In the remaining case, in which the space has no isolated points, it's entirely possible that all compact sets have empty interior.

Let $(\mathbb P, \mathcal T)$ be the space of irrational numbers with the usual topology. Suppose that $K$ is a subset of $\mathbb P$ with non-empty interior; then there are rational numbers $p$ and $q$ such that $p < q$ and $(p,q) \cap \mathbb P \subseteq K$, where $(p,q)$ is the usual open interval in $\mathbb R$. Fix $r \in (p,q) \cap \mathbb Q$, choose $n \in \omega$ so that $2^{-n} < \min\{r-p,q-r\}$, and for $k>n$ let $F_k = [r-2^{-k},r+2^{-k}] \cap \mathbb P$, a clopen subset of $\mathbb P$. Clearly $\bigcap \limits_{k>n} [r-2^{-k},r+2^{-k}] = \{r\}$, so $\bigcap \limits_{k>n} F_k = \emptyset$. Thus, $K$ contains a nested family of non-empty closed sets with empty intersection and so cannot be compact. That is, every compact subset of $\mathbb P$ has empty interior.

On the other hand, $\mathbb P$ is a $G_\delta$ in the space of reals with the usual metric, which is complete, so $(\mathbb P, \mathcal T)$ is completely metrizable by some metric $d$, and $(\mathbb P, d)$ is then a complete, separable metric space without isolated points in which all compact sets have empty interior. (In fact $(\mathbb P, \mathcal T)$ can be characterized as the unique topologically complete, zero-dimensional, nowhere locally compact, separable metric space; this is a classic result of Alexandroff and Urysohn.)

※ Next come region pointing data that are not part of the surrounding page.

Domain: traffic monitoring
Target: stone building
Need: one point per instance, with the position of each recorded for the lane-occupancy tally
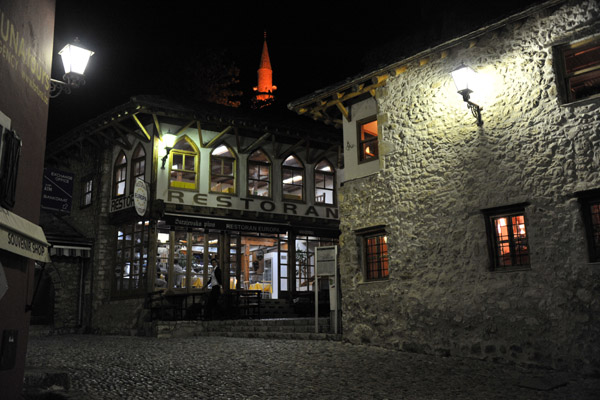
(161, 188)
(476, 238)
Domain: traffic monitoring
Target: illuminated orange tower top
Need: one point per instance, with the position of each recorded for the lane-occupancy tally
(265, 86)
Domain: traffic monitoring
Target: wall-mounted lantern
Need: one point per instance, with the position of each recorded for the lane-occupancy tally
(75, 59)
(463, 79)
(168, 140)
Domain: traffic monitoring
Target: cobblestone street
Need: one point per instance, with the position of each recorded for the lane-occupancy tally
(118, 367)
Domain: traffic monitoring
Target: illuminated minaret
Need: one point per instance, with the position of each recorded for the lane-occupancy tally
(265, 86)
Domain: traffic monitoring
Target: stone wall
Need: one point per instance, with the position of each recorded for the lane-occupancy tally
(440, 170)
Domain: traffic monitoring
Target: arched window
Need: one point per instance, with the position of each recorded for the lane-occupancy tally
(292, 173)
(138, 165)
(222, 170)
(120, 175)
(259, 174)
(184, 164)
(324, 183)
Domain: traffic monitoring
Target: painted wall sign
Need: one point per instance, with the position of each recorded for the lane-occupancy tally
(121, 203)
(57, 191)
(250, 204)
(140, 197)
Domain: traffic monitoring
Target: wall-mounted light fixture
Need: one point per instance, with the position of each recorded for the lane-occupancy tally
(168, 140)
(463, 79)
(75, 59)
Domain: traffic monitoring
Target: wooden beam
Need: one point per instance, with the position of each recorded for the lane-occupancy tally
(256, 143)
(219, 136)
(157, 125)
(292, 148)
(183, 128)
(135, 118)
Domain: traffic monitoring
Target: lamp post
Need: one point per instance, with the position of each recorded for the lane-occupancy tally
(463, 78)
(168, 140)
(75, 59)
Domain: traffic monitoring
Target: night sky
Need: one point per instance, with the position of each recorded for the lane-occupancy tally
(141, 46)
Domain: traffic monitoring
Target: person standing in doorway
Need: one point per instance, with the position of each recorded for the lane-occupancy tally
(215, 283)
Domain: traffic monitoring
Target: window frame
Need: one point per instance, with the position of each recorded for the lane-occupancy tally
(360, 142)
(120, 171)
(89, 179)
(493, 241)
(325, 174)
(179, 185)
(303, 185)
(269, 181)
(233, 175)
(586, 200)
(563, 77)
(120, 259)
(134, 164)
(363, 236)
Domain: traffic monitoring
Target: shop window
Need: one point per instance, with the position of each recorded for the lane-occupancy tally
(368, 146)
(87, 190)
(138, 165)
(259, 174)
(184, 165)
(507, 237)
(292, 172)
(590, 207)
(131, 260)
(222, 170)
(375, 259)
(120, 175)
(324, 183)
(580, 69)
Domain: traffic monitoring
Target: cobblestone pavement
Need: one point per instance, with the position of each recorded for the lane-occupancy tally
(119, 367)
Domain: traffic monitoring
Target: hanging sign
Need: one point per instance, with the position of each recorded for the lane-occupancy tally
(140, 197)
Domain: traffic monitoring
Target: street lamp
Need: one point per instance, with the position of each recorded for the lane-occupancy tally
(75, 59)
(464, 78)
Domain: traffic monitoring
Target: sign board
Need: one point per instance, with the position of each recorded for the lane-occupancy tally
(57, 191)
(326, 260)
(140, 197)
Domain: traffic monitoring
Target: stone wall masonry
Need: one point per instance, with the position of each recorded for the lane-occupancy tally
(440, 170)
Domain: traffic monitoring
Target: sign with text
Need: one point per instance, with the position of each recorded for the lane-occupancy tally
(57, 191)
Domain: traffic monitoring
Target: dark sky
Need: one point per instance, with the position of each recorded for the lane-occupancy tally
(140, 45)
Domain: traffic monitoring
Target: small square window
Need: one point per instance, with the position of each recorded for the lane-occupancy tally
(507, 237)
(375, 259)
(590, 210)
(368, 144)
(87, 190)
(580, 69)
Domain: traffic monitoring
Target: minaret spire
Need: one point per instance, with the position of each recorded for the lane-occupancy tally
(265, 87)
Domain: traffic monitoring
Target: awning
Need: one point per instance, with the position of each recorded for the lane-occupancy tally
(19, 236)
(70, 251)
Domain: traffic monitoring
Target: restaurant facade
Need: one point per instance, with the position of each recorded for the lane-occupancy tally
(163, 188)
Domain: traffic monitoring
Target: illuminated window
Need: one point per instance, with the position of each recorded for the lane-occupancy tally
(507, 237)
(259, 174)
(222, 170)
(375, 259)
(87, 190)
(184, 165)
(138, 165)
(580, 68)
(324, 183)
(292, 172)
(120, 175)
(131, 258)
(590, 207)
(368, 148)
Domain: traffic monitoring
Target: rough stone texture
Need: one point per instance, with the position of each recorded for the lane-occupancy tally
(439, 170)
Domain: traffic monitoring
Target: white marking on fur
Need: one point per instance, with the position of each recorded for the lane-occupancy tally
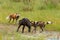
(7, 17)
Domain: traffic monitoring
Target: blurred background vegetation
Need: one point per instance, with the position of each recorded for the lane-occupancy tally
(29, 5)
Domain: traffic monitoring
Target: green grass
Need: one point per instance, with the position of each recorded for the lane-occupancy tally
(49, 13)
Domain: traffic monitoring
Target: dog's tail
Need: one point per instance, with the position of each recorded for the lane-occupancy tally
(7, 17)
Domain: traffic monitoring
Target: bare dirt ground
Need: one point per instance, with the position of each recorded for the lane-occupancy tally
(49, 35)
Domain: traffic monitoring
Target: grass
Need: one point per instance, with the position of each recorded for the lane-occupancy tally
(47, 14)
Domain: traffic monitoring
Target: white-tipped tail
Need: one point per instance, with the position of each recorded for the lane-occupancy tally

On the other hand, every non-empty open set $U$ in a topologically complete, separable metric space without isolated points does contain a Cantor set. To see this, construct a tree of open sets $V_s \subseteq U$ indexed by finite sequences of zeroes and ones in such a way that for each index sequence $s$, $\text{cl } V_{s0} \cap \text{cl } V_{s1} = \emptyset$, $\text{cl } V_{s0} \cup \text{cl } V_{s1} \subseteq V_s$, and $\text{diam}(V_s) < 2^{-|s|}$, where the diameter is taken with respect to a complete metric on the space. For each infinite sequence $\sigma$ of zeroes and ones let $p_\sigma$ be the unique point in $\bigcap \{V_s:s \text{ is an initial segment of } \sigma\}$; completeness of the metric ensures the existence of each $p_\sigma$. Let $K = \{p_\sigma:\sigma \in 2^\omega\}$; the construction ensures that the map $h:2^\omega \to K:\sigma \mapsto p_\sigma$ is a homeomorphism and hence that $K$ is a Cantor set.

Thus, if $U$ is a non-empty open set in a complete, separable metric space, either $U$ contains a compact set with non-empty interior, or $U$ contains a Cantor set. That seems to be about the best that we can do in general by way of finding 'large' subsets of $U$.


Some observations:

  1. $X$ is finite, then it is trivially compact and every subset is compact.
  2. $X$ is discrete, then it has to be countable, and a subset is compact if and only if it is finite, and then we are in trouble.
  3. $X$ is non-discrete countable, then it is homeomorphic to some countable ordinal with the order topology, then every open set contains some interval which contains an isolated point which is compact.
    We cannot really hope for a lot more, since if the ordinal has infinitely many limit ordinals below it we can find a discrete infinite subset which is open, which reduces the case to the previous one (e.g. $\omega^\omega$ with the set $\{\omega^n+4\mid n<\omega\}$, then the set is a discrete and open subspace)
  4. $X$ is uncountable, then it has a perfect subspace and a countable scattered part. If $A$ intersects with the scattered part of $X$ then we reduce to one of the previous cases.

This means that we only really need to deal with the case where $X$ is perfect, which is indeed the hard case.